Rafa Araujo
Kala - Nascimento
Sobre o Espetáculo Cicatrizes
Antes da pandemia do COVID 19, o grupo realizou um experimento com o carvão no espaço na Associação de Moradores e Amigos do Bairro Jardim Julieta - AMAJU. Foi bastante prazerosa essa vivência mas também muito forte, principalmente quando o Thico, um dos integrantes do coletivo, é coberto com um plástico no chão e em cima do seu rosto é colocado alguns carvões. Após a realização da investigação, nos sentamos em roda e falamos sobre a nossa relação com o carvão. Lembro que compartilhei com o grupo que o carvão me trazia uma memória de churrasco em família, de coletividade e de festividade preta.
Ao retomar essa investigação com o carvão em casa, devido ao isolamento social, eu me baseei nos indicativos e dispositivos proposto pelo Diretor Luiz Anastácio, e com isso, revisitei os encontros que tivemos virtualmente sobre nossos heróis, sobre os cômodos escolhidos por cada integrante e sobre o experimento realizado com o carvão no Espaço da AMAJU. Rememorar os processos vivenciados tanto no presencial quanto no virtual foi fundamental para a investigação e para construção da cena no espetáculo. Em todos os experimentos realizados em casa, no cômodo do banheiro, minha mãe me ajudou, sem a ajuda dela, com certeza minha cena teria ido para outro lugar.
A ideia inicial era tomar um banho com o carvão, mas as provocações do diretor Luiz Anastácio, potencializou a liberação dos meus desejos e vontades, que ainda estavam no plano do inconsciente, e passei a investigar o carvão em várias partes do meu corpo. Acrescentei uma roupa com brilho também embaixo de uma indumentária de saco de lixo que eu mesma fiz, preguei saco de lixo em volta do banheiro, coloquei papel alumínio na cena. O objetivo era criar asas e uma coroa com o papel alumínio, tentei várias vezes, mas não consegui produzi-los da forma que gostaria, entretanto com a ajuda do diretor do diretor Luiz Anastácio, conseguimos produzir com outros tipos de materiais as asas, coroa e costeiro para cena ritual coletiva.

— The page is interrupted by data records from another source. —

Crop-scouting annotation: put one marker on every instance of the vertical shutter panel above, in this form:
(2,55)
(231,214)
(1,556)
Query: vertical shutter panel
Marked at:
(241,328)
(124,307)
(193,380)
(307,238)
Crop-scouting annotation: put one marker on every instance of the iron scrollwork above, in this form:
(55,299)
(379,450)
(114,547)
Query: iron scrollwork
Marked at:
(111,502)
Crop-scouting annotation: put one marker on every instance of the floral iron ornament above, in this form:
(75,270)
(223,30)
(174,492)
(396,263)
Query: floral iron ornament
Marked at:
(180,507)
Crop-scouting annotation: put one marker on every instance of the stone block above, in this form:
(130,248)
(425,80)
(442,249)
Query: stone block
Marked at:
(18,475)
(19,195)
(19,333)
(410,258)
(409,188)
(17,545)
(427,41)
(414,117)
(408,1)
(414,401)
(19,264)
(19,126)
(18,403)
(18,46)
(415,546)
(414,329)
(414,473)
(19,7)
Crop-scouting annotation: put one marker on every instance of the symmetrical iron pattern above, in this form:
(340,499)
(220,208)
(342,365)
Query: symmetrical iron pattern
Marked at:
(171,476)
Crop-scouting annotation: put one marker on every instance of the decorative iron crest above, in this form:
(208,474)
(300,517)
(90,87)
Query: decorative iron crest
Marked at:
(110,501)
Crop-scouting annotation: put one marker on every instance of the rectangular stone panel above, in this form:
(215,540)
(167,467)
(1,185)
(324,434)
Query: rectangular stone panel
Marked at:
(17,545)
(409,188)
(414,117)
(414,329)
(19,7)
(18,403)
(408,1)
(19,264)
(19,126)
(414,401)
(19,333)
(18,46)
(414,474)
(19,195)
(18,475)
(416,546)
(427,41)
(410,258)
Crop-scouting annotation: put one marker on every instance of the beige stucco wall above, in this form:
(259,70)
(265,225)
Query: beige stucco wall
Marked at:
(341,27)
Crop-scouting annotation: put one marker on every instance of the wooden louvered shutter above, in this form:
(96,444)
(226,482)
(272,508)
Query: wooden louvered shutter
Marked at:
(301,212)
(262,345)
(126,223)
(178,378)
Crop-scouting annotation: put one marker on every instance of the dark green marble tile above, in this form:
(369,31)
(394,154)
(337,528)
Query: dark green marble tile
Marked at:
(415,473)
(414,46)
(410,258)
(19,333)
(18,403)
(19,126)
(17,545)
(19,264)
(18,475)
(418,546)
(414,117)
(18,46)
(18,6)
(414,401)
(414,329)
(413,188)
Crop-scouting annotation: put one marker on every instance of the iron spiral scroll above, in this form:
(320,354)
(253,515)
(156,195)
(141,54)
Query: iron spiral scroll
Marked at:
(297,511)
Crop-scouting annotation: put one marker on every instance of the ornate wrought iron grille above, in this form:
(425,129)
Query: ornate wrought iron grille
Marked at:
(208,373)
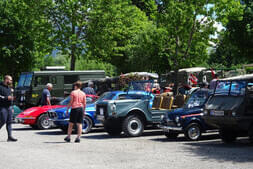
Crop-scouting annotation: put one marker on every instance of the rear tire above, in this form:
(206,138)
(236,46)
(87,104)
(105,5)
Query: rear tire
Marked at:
(227,136)
(34,126)
(133,126)
(112,128)
(43,122)
(87,125)
(171,135)
(193,132)
(64,129)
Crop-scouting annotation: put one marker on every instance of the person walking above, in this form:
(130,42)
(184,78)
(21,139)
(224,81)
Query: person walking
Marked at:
(77,104)
(6,99)
(46,96)
(213,82)
(89,90)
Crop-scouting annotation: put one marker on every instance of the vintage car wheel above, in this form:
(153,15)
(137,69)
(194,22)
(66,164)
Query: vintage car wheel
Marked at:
(227,136)
(87,125)
(112,128)
(171,135)
(64,129)
(133,126)
(43,122)
(193,132)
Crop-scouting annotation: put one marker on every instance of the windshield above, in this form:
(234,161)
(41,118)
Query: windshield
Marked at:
(107,96)
(198,98)
(141,85)
(25,80)
(66,101)
(234,88)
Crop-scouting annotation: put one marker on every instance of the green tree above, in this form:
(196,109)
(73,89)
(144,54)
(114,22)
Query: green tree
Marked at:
(113,25)
(189,26)
(23,32)
(69,18)
(235,43)
(148,6)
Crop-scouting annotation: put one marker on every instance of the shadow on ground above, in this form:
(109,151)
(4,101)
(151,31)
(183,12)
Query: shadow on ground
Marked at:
(181,138)
(240,151)
(105,135)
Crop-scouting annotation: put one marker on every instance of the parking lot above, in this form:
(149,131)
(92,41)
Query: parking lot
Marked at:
(46,149)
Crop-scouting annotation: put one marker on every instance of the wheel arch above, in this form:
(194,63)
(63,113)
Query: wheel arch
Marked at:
(197,121)
(139,113)
(92,119)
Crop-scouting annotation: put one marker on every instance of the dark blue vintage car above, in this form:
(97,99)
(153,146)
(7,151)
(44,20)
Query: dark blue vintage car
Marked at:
(187,120)
(60,119)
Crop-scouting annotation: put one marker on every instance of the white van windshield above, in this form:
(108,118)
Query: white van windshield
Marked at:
(234,88)
(25,80)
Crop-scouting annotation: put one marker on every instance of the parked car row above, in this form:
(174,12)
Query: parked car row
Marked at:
(228,108)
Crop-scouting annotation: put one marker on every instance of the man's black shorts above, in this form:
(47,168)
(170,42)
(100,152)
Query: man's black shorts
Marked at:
(76,115)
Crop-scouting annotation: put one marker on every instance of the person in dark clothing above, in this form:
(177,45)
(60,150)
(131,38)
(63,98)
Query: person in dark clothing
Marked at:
(45,98)
(6,99)
(89,89)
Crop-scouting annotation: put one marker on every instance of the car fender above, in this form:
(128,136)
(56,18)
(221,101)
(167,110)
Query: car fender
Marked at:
(139,112)
(195,119)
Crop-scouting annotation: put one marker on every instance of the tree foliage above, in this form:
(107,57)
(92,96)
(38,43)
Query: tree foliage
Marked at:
(23,31)
(113,24)
(69,18)
(235,44)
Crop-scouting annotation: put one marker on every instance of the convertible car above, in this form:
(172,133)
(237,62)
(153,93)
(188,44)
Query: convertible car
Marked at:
(37,117)
(60,119)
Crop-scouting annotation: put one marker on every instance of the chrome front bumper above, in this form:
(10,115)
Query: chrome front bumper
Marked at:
(168,128)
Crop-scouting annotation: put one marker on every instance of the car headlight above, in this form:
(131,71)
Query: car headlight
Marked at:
(162,117)
(177,119)
(205,112)
(113,107)
(233,113)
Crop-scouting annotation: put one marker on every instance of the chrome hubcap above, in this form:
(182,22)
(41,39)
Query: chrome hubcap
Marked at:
(194,133)
(134,126)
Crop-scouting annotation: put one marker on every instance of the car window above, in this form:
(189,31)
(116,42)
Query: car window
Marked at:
(65,101)
(121,97)
(107,96)
(197,99)
(25,80)
(222,88)
(41,80)
(238,88)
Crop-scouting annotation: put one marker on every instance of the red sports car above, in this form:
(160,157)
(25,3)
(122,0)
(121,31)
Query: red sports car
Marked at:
(37,117)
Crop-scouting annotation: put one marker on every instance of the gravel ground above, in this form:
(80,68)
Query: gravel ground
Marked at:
(43,149)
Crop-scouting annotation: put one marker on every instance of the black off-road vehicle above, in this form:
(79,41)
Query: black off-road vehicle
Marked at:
(231,107)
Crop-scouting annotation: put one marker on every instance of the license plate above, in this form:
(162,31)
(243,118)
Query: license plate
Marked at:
(101,111)
(217,113)
(100,117)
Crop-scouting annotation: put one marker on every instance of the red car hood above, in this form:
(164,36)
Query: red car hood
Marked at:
(36,111)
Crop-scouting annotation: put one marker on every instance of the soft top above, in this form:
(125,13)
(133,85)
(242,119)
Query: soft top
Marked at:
(241,77)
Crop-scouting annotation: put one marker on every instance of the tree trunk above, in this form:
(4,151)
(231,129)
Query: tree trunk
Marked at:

Reflito que o processo de criação e compartilhamento foram muito importante e potente, dado que através desse fazer artístico, refleti muito sobre a relação do espaço banheiro com a história do meu nascimento, e com a história dos meus pais, que antecede a minha existência. Nesse processo intenso, que mergulhei na construção da cena, do figurino, da super heroína muito ancorada nos dispositivos propostos pelo diretor Luiz Anastácio, eu consegui olhar no mais profundo do meu íntimo, e vê uma parte de mim, que estava adormecida e muito enfraquecida, mas nunca deixou de ser, porque também é uma parte que me constitui, faz parte do meu ser. Ao despertar e fortalecer essa parte, eu ressignifico minhas marcas, floresço, renasço e voou.